A White House mess

One little-known fact about the world of journalism is that news organizations prepare obituaries of famous people while those people are still alive, so that packages of material will be ready to go when a death is announced.

Over the past week, journalists have been writing articles that have the quality of these sorts of pre-obituaries — only the event they’re anticipating isn’t the last breath of an individual but the defeat of President Obama’s re-election bid.

Even more striking, these journalists aren’t conservatives indulging in their deepest wish, but rather liberals who admire Obama and want to see him win a second term.

Al Hunt, who was for decades the voice of liberal conventional wisdom as the Washington bureau chief of The Wall Street Journal, declared yesterday in his Bloomberg column that Obama “needs an intervention.”

Channeling the view of a dozen unnamed leading Democrats, Hunt said “the central challenge” is for Obama to craft “a compelling narrative from the president and campaign, which [these Democratic sages] describe as unusually insular and arrogant.”

The Obama people won’t listen, he complained: “Any outreach by Obama’s Chicago acolytes to hear out these arguments is limited and superficial. A longtime Democratic strategist predicts defeat unless there is some boldness.”

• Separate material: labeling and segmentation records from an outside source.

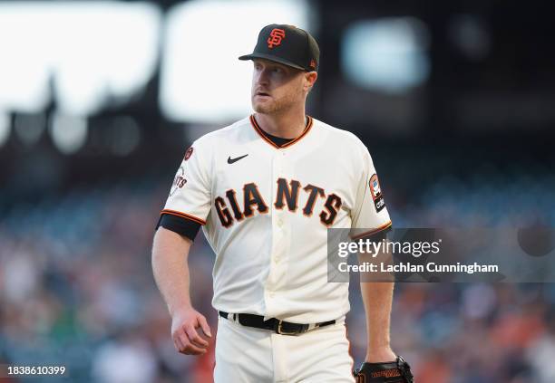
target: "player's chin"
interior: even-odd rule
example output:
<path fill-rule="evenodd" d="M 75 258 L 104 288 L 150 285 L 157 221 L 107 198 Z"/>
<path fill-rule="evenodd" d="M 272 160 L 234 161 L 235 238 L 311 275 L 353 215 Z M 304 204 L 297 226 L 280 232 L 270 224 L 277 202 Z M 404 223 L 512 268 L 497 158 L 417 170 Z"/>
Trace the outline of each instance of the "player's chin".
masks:
<path fill-rule="evenodd" d="M 252 109 L 257 113 L 268 113 L 273 110 L 273 107 L 271 104 L 266 102 L 258 102 L 255 101 L 252 101 Z"/>

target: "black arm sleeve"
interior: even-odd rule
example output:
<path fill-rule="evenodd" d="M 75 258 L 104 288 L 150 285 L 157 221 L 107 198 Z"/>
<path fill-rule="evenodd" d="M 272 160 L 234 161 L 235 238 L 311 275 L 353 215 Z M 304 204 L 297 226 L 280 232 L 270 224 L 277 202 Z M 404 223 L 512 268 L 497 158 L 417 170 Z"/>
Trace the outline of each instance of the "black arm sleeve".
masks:
<path fill-rule="evenodd" d="M 155 230 L 158 230 L 160 226 L 171 230 L 179 235 L 185 235 L 191 241 L 195 240 L 195 236 L 197 236 L 199 229 L 200 229 L 200 224 L 191 221 L 190 219 L 170 214 L 162 214 L 160 216 Z"/>

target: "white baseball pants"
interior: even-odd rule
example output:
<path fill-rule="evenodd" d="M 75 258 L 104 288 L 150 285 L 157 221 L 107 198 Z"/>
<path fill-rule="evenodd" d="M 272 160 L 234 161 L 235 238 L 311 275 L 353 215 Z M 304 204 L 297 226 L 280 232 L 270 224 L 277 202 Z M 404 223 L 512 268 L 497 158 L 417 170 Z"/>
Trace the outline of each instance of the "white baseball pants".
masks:
<path fill-rule="evenodd" d="M 344 322 L 291 336 L 219 317 L 215 383 L 353 383 L 352 369 Z"/>

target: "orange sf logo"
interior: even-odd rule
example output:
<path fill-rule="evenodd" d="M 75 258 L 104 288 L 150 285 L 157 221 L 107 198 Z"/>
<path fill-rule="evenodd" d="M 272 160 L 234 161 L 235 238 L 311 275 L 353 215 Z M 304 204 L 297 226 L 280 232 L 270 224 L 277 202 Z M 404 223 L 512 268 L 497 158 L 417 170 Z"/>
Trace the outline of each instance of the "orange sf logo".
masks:
<path fill-rule="evenodd" d="M 281 44 L 281 40 L 285 38 L 285 31 L 279 28 L 272 29 L 270 36 L 268 38 L 268 47 L 272 49 L 274 46 Z"/>

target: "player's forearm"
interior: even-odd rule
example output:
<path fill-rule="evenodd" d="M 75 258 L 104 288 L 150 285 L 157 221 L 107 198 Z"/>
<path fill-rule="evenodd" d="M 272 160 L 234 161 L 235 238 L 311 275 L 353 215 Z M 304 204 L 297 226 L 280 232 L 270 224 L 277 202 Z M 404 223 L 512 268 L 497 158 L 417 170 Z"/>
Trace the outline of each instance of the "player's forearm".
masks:
<path fill-rule="evenodd" d="M 390 349 L 389 329 L 394 282 L 361 282 L 360 290 L 366 313 L 367 357 L 379 359 L 379 355 L 372 354 L 379 354 Z"/>
<path fill-rule="evenodd" d="M 191 241 L 160 227 L 152 244 L 152 272 L 170 313 L 191 306 L 187 258 Z"/>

E.J. Dionne — perhaps Obama’s most devoted op-ed-writing fan — reported that campaign honcho David Axelrod was finding it necessary to buck up the staff because it has become clear their guy may lose. “Obama,” Dionne lamented, “is not blessed with the opportunity to be simple.”

Romney, you see, can be simple because he can say Obama’s policies haven’t worked. What a gyp!

Obama, Dionne continued, “has to show that he knows things are bad for a lot of people but also insist that his policies made things a whole lot better than they would have been. He has to argue that the Republicans are blocking his proposals to improve the economy, but he doesn’t want to look like a politician inventing an alibi.”

All of the president’s good work — which, in the view of these writers, includes the stimulus and ObamaCare — is simply too difficult to defend in the face of the “easy” Romney attacks.

This behavior should be familiar to anyone familiar with the behavior of political journalists from time immemorial — and it should worry Obama supporters.